Two Faces of Facebook

Some very smart and interesting writing about Facebook this week, most of which I didn’t read until after I launched my salvo last week.

So Morgan Stanley is under SEC investigation for possibly selectively releasing information about Facebook’s poor ad revenue on mobile devices. Oops!

And at least three separate groups of shareholders are suing Facebook and all its underwriters for hiding important investment information before going public.

See, individual investors and institutional investors had very different opinions about what Facebook is worth.

Whether or not that is due to Morgan Stanley’s selective release of information, I find that fascinating.

Facebook was two different companies running a single IPO.

In short, here’s what happened. After days (months? years?) of hype, Facebook filed amended IPO documents with reduced revenue forecasts buried down on page 57. The three banks underwriting the social network cut their forecasts for Facebook, without making it too public. … “Meanwhile, out in the real world, demand for Facebook stock was hitting a fever pitch,” writes Blodget. “One senior stockbroker at a major brokerage firm reported that he ‘had never seen such demand’ for an IPO.” These people didn’t know about the downgrades. And that’s how the price got set too high. People on the outside wanted it at $42, people in the know wanted it at $32. So we got a compromised $38.

Individual investors thought that FB is the next coming. Because it has a bagajillionzillion users, including everyone they know. And they check it every day. And they use it to share their baby pictures with their family. Facebook received an unusually large amount of purchase interest from Joe and Jane Sixpacks. (Which is why Morgan Stanley’s possible withholding of information from them is a problem). Honestly, I believe this would have happened even if they knew about Facebook’s iPhone and Android problems. Because the Facebook brand is so powerful.

But institutional investors retained a little bit of skepticism, thank goodness, questioning the long-term viability of the company’s business model. FB hasn’t adapted as well, so far, to the mini-revolution of mobile computing. Imagine where they’ll be in a few years, when recreational tech will change all over again, maybe a few times.

Two different companies, one confused IPO.

However, I’m not too sure what to make of this discrepancy.

  • Some kind of collective illusion about what “value” is in tech business? Or rather, widespread disagreement about the “value” of web 2.0? (Are we on 3.0 yet? I have lost track.)
  • A lack of popular financial education widespread enough to give or take billions of dollars to or from entrepreneurs?
  • Some essential truth about the nature of dot com businesses?
  • The dangers of treating (investing in) online trends as if they were the same as utilities or, you know, steel?

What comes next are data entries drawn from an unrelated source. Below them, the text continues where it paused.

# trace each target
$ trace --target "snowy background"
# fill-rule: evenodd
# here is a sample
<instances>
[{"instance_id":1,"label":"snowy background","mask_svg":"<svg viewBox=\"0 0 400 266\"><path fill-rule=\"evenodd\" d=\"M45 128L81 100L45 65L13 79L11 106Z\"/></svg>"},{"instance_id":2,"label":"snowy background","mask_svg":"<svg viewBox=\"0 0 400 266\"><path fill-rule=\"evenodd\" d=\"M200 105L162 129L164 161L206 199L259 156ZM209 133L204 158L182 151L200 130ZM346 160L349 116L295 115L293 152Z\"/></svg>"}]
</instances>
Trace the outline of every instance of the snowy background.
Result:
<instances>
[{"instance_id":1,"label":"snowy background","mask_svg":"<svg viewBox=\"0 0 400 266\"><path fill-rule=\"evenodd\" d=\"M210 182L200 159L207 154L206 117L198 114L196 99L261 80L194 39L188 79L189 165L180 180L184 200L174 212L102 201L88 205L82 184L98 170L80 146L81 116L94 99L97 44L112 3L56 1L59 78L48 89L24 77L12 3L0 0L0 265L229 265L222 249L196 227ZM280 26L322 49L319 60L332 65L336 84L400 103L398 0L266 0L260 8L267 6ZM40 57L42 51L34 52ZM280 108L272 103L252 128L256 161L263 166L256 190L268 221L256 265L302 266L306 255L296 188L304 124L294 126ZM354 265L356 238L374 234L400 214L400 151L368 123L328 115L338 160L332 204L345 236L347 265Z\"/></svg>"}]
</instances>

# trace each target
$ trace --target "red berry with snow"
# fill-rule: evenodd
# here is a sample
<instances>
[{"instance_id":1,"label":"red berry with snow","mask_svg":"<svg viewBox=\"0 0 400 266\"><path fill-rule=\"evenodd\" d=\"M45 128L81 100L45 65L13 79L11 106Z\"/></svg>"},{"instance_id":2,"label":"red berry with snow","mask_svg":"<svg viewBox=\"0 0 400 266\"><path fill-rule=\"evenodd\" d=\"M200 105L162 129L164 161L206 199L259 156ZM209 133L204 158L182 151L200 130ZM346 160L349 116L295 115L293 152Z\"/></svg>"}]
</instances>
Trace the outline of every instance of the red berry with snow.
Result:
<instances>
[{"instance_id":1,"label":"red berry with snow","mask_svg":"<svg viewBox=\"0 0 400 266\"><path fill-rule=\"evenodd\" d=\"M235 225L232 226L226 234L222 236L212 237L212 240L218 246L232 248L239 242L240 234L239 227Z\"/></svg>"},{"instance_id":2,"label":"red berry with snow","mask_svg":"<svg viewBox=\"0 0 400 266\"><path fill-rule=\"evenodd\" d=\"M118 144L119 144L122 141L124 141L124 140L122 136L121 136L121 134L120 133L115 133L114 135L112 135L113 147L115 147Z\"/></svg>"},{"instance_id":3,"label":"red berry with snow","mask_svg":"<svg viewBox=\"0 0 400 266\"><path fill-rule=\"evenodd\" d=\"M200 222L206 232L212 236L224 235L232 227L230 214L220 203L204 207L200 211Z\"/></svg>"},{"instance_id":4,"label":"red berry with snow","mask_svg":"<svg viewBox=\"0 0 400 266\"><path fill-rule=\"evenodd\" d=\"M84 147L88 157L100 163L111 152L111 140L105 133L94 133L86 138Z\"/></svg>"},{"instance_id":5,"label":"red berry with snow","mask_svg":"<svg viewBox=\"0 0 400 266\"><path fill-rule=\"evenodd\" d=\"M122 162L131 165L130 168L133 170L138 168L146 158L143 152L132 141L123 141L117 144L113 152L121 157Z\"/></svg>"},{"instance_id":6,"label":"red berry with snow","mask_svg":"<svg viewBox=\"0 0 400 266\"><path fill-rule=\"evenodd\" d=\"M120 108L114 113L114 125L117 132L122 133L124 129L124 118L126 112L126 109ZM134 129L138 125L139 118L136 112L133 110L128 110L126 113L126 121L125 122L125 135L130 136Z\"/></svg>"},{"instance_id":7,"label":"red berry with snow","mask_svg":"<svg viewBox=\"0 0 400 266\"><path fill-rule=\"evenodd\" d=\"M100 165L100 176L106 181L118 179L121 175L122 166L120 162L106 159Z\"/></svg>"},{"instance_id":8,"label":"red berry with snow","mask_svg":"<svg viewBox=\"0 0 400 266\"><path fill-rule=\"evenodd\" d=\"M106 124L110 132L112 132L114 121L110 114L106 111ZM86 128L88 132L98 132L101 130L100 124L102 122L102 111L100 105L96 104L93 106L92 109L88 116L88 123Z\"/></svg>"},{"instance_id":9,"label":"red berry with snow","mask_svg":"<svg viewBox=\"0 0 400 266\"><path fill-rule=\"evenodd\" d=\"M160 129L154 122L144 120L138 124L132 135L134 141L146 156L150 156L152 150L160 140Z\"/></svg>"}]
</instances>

In any case, it’s well known that our economy is held up by a few fantasies—rock-solid-gold fantasies, but fantasies nonetheless.

The dollar is valued according to the world’s currency markets, relative to other major currencies, instead of by a lump of gold or even silver. Since 1973. Hello Nixon!

And our companies, the economic bedrock of our society, are valued according to what investors think they should be valued. When investors know what they’re doing, and research and model and project and maybe even talk to people, this can work out OK. It’s great. But when investors don’t do that, or they are spooked by some current event, or a big CEO getting sick, or whatever else can rock the markets?

Even the concrete calculations, based on income and assets and expert knowledge, and not much about my “belief” blabber, give FB a remarkably wide range of what it might actually be worth.

Our economy is based on a remarkable science.